Bagikan:

JAKARTA - Pilkada Serentak 2020 akan dilakukan pada 9 Desember 2020. Tahapannya dimulai 15 Juni mendatang. Sejumlah pihak mengkhawatirkan masyarakat tidak berpartisipasi dalam Pilkada 270 daerah ini, sebab dilakukan di masa pagebluk COVID-19.

Komisioner Komisi Pemilihan Umum (KPU) RI Pramono Ubaid Tanthowi memahami adanya kekhawatiran tersebut. Namun, Pramono optimis partisipasi masyarakat untuk menggunakan hak suaranya dalam Pilkada di tengah wabah masih sesuai harapan.

"Ada hasil survei Litbang Kompas beberapa hari lalu, disebutkan, 'apakah anda bersedia menggunakan hak suara di tengah pandemi?' yang jawab bersedia hampir 65 persen," kata Pramono di Kantor KPU RI, Jalan Imam Bonjol, Jakarta Pusat, Jumat, 13 Juni malam.

"Kami lihat data tingkat partisipasi pemilih pada pilkada 2018 itu 73 koma sekian persen, lalu pilkada 2017 itu 74 koma sekian persen," lanjut dia.

Artinya, kata Pramono, keinginan masyarakat untuk berpartisipasi datang ke tempat pemungutan suara (TPS) dan mencoblos masih cukup tinggi. Ditambah, adanya sosialisasi penyelenggaraan Pilkada dengan menjalankan protokol pencegahan COVID-19.

"Lalu (dibantu) juga dengan kegiatan kampanye pasangan calon dan tim kampanyenya, maka itu sekurang-kurangnya mencapai tingkat partisipasi pemilih pada Pilkada 2018 maupun 2017," tutur Pramono.

Simulasi bulan Juli

KPU merencanakan simulasi hari pemungutan suara Pilkada 2020 pada Juli mendatang. Simulasi ini masuk dalam tahapan Pilkada yang dilanjutkan 15 Juni medatang.

Tahapan dimulai dengan mengaktifkan kembali petugas Pilkada kelompok penyelenggara pemungutan suara (KPPS), panitia pemilihan kecamatan (PPK), atau panitia pemungutan suara (PPS). 

Ketua KPU RI Arief Budiman menjelaskan, sebanyak 385 jajaran petugas Pilkada yang bersifat ad hoc ini perlu mengalami pergantian.

"Ada beberapa petugas yang sudah kami rekrut, tetapi ada yang menundurkan diri, ada yang meninggal dunia, ada yang tidak lagi memenuhi syarat. Kami akan segera meminta KPU Provinsi dan Kabupaten/Kota untuk melakukan rekrutmen menggantikan mereka," kata Arief.

Setelah itu, simulasi baru bisa dilakukan. Dengan catatan, menerapkan penerapan protokol pencegahan COVID-19 untuk mengantisipasi terjadinya penularan virus corona saat penyelenggaraan Pilkada.

"Mudah-mudahan, dalam beberapa hari ke depan dimulai tahapan pilkada, KPU mendapatkan dukungan sepenuhnya dari semua pihak, termasuk dari seluruh masyarakat Indonesia dalam menghadapi pelaksanaan pilkada yang tantangannya tidak mudah tahun ini," ungkapnya.
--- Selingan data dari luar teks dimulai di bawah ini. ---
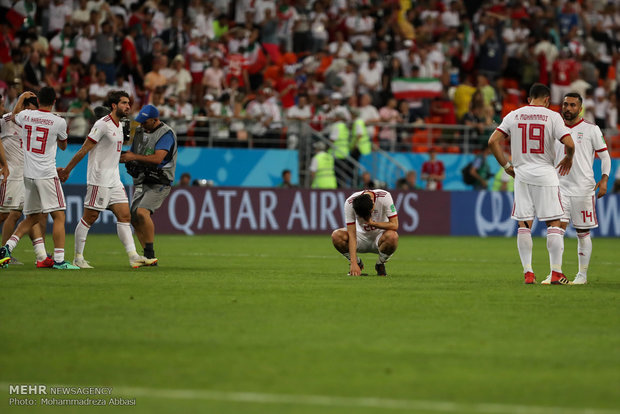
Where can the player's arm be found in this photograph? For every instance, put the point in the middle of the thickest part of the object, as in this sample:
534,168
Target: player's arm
354,269
63,173
392,224
4,167
567,162
601,186
495,145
Kekhawatiran pilkada di tengah COVID-19

Sebagai informasi, kekhawatiran penyelenggaraan Pilkada salah satunya datang dari Direktur Eksekutif Perludem Titi Anggaraini. Titi merasa keputusan jadwal penyelenggaraan Pilkada tetap di tahun 2020 seakan dipaksakan.

Kelanjutan tahapan Pilkada dari Juni hingga Desember masih berisiko penularan virus corona karena angka kasus positif virus ini di Indonesia terus meningkat.

"Memaksakan penyelenggaraan Pilkada di masa pandemi berpotensi menimbulkan lebih banyak mudarat daripada manfaat. Dampaknya, akan bisa terpapar banyak orang yang terlibat dalam penyelenggaraan Pilkada dengan COVID-19," kata Titi.

Titi melanjutkan, penyelenggaraan masa kampanye pilkada di masa pagebluk COVID-19 juga dikhawatirkan menimbulkan politisasi bantuan sosial sebagai media kampanye dari kepala daerah petahana.

"Politisasi bantuan sosial ini mengakibatkan kontestasi yang tak setara bagi peserta pemilu petahana dan non petahana. Ini merugikan peserta yang bukan petahana," ucapnya.